Two Important Protests which UCU National is Supporting 

 Anti-Trump Protest Friday 13 July 2pm Portland Place, London W1A 1AA followed by a rally at 5pm in Trafalgar Square. Please be there to show Trump he is not welcome and that we in the UK trade union movement oppose his divisive and racist policies.

Link here: https://en-gb.facebook.com/StandUTR/

Stand Up to Racism ‘Oppose the Nazis and Tommy Robinson’ event Saturday 14 July 2pm Whitehall, London SW1A.

It is vital we mobilise against the pernicious ideology peddled by Tommy Robinson and his friends in the so-called Football Lads Alliance.

Link here: https://www.facebook.com/events/169517280565963/

Update on Salaries Sacrificed During the Pension Dispute

Warwick UCU is pleased that the salaries sacrificed during the industrial action to protect our pensions will be used to help students, and especially those who are in most need. It is a standard request we make of the University during any industrial action that money be diverted to the student hardship fund and we are grateful that the university has chosen to take our views into account.

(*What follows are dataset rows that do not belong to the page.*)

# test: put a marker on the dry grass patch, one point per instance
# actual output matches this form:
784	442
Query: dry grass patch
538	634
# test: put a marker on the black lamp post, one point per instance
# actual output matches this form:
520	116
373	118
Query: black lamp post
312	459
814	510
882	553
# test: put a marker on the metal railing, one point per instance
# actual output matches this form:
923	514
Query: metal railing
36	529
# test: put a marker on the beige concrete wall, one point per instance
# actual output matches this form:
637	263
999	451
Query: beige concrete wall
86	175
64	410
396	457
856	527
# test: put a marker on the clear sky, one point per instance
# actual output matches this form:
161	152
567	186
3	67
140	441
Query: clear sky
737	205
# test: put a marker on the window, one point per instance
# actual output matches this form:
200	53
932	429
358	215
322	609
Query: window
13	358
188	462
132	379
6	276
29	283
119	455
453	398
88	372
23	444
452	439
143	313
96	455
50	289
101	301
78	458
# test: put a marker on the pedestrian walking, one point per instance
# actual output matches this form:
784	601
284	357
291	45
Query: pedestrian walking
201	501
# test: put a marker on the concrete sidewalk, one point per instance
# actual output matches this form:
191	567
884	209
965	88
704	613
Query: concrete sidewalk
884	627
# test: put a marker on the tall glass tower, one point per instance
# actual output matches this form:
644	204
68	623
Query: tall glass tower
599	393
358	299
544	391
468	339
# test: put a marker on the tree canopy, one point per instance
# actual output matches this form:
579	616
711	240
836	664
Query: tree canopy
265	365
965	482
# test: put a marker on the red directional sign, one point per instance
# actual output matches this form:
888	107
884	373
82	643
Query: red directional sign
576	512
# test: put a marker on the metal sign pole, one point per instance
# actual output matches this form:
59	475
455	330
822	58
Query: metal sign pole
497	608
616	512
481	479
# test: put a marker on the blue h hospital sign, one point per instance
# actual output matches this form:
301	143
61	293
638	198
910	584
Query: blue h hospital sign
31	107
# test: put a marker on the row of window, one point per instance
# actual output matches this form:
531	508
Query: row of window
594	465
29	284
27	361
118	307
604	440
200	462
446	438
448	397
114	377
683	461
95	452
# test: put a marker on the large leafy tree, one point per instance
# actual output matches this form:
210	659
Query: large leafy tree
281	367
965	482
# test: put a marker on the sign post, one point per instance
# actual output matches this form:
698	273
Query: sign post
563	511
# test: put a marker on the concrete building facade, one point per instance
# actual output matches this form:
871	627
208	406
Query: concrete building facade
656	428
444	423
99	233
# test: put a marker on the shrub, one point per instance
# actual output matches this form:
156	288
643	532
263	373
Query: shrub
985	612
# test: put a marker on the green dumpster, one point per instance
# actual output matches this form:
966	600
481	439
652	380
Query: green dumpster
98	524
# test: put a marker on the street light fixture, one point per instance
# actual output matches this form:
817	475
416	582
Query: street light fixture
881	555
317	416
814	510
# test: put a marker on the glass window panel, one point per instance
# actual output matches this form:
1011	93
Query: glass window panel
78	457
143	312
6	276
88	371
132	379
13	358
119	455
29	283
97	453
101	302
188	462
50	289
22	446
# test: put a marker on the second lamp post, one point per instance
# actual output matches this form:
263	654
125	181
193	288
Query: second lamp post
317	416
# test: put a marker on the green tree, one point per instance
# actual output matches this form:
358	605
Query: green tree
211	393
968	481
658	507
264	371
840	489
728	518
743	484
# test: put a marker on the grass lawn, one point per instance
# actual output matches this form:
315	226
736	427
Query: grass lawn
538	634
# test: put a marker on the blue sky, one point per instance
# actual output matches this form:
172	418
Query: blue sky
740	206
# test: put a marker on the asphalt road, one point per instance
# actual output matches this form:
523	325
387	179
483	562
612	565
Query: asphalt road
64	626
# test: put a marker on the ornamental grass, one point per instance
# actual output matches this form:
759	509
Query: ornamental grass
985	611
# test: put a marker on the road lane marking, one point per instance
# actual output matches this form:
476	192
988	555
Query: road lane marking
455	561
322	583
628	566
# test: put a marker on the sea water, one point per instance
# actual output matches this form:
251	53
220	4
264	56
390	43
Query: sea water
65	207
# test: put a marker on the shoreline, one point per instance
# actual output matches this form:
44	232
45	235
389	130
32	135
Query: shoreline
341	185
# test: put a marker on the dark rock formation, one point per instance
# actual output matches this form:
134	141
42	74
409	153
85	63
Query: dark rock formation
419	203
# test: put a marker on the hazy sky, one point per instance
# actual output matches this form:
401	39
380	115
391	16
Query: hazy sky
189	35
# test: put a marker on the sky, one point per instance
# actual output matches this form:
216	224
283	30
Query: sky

As always, let us know if you have any questions.

In solidarity,

Warwick UCU

Statute 24 Update

UCU position on latest statute 24 developments:

  1. Job security for permanent staff does not cause casualisation;

  2. Academic freedom without job security is meaningless

Last year, the University announced plans to gut its employment statute, Statute 24, thus putting at risk Warwick staff’s job security and academic freedom. Thanks to the mass-mobilization of UCU members, we have won important victories – Senate chose not to approve the reforms at its meeting last June, meaning that they did not go forward to Council. However, the fight is far from over.

In the most recent volley, the Provost published an update on 18 December 2017 on the University’s intranet.  UCU sets out below its response to the points made by the University.


The University says:

It is hoped that as a consequence of more streamlined employment processes, the University will be able to review its contractual offering for academic staff with a view to reducing dependency on fixed term and casual contracts.

What the University means is:

If we make it easier to dismiss people on permanent contracts, we might be willing able to offer permanent contracts more often.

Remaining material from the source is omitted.